Tuning Diffusion Permeability of an Anti-Retroviral Drug, Emtricitabine, via Multicomponent Crystallizations

Emtricitabine (ECB) is an anti-retroviral drug that inhibits HIV reverse transcriptase and prevents transcription of RNA to DNA. ECB exhibits high solubility and low permeability (log P < 0). To modify the diffusion behavior of ECB, a high throughput cocrystal screening has been carried out with coformers that contain carboxylic acid/amide functionalities via solvent assisted grinding.
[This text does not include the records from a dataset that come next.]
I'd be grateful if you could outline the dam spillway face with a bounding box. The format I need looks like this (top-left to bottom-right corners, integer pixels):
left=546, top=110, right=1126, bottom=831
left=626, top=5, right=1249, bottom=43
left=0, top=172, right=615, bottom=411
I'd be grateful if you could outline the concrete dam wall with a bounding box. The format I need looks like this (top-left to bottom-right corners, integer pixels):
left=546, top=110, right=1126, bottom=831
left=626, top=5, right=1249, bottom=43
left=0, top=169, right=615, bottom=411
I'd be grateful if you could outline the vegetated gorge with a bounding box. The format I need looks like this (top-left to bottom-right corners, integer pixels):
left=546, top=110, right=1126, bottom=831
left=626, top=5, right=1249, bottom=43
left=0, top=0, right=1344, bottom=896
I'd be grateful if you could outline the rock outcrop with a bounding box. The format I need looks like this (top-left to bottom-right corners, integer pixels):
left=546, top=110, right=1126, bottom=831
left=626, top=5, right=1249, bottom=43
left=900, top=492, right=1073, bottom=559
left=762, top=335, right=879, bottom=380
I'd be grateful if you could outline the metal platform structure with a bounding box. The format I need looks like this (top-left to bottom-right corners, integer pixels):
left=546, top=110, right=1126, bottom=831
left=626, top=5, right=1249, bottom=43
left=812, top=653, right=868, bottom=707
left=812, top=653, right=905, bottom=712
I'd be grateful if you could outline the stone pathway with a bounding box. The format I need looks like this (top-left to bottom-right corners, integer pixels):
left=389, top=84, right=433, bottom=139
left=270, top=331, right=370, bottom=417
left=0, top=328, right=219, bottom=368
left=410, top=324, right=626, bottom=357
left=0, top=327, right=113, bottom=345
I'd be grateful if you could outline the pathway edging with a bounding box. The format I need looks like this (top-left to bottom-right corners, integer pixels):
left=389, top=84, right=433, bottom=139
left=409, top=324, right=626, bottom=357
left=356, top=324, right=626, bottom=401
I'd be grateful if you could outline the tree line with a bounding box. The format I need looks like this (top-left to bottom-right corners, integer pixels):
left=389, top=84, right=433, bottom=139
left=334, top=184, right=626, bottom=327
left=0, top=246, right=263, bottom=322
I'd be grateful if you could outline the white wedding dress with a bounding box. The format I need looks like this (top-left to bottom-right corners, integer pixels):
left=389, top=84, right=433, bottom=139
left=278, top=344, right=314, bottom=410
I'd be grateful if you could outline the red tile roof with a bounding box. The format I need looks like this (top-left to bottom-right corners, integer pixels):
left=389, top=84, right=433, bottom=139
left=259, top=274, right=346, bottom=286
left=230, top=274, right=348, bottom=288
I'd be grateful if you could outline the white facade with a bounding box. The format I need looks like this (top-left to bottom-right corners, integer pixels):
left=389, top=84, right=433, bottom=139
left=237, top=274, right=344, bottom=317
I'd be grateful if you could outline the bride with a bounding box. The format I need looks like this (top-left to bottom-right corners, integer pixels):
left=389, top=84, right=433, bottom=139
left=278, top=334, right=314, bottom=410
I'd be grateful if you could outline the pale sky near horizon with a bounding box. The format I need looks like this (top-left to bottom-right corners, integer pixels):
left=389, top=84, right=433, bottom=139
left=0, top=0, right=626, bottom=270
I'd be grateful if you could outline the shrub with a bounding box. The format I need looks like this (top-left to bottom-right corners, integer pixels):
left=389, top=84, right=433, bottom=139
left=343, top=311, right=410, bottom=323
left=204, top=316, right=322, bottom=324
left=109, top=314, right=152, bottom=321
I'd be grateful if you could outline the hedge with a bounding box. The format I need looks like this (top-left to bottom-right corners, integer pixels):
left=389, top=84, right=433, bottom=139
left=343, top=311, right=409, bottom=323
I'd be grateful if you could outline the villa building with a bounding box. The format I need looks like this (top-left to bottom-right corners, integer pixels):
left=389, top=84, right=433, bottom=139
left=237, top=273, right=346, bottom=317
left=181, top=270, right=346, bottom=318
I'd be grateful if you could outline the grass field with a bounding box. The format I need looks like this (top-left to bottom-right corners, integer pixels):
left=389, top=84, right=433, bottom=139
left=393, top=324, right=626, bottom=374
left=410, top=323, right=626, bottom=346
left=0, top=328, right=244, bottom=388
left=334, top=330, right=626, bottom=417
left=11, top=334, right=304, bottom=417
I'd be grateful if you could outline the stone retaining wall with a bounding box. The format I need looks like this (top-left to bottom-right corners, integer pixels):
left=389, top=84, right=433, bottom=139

The screening study resulted in the formation of cocrystals with benzoic acid (BA), caprolactam (CPR), and salts with 2,6-dihydroxybenzoic acid (DHBA), malonic acid (MLN), maleic acid (MLE), and saccharin (SAC), which were confirmed with single crystal X-ray diffraction. In addition, ¹⁵N solid state NMR spectroscopy was exploited to define the ionization state of the multicomponent systems. The 2-aminopyrimidine homodimer of the cytosine analogue in the ECB is replaced by aminopyrimidine···carboxylic acid/amide in the cocrystals and aminopyrimidinium···carboxylate/saccharinate heterosynthons in the salts. The terminal hydroxyl group of the ECB forms a hydrogen bond with its carbonyl group, which is consistent in the ECB–BA cocrystal, ECB–DHBA and ECB–MLN salts. In addition, the hydroxyl group of ECB is hydrogen bonded with the relatively stronger acceptors like the carbonyl/sulfonyl group of caprolactam, maleate, and saccharinate in their corresponding multicomponent crystals. The diffusion studies of ECB multicomponent crystals using a Franz diffusion cell suggest that the ECB–BA cocrystal exhibited an enhanced diffusion and flux compared to that of native drug and other multicomponent crystals. An inverse correlation was observed partially between the flux values with crystal densities and binding energies of the ECB multicomponent systems.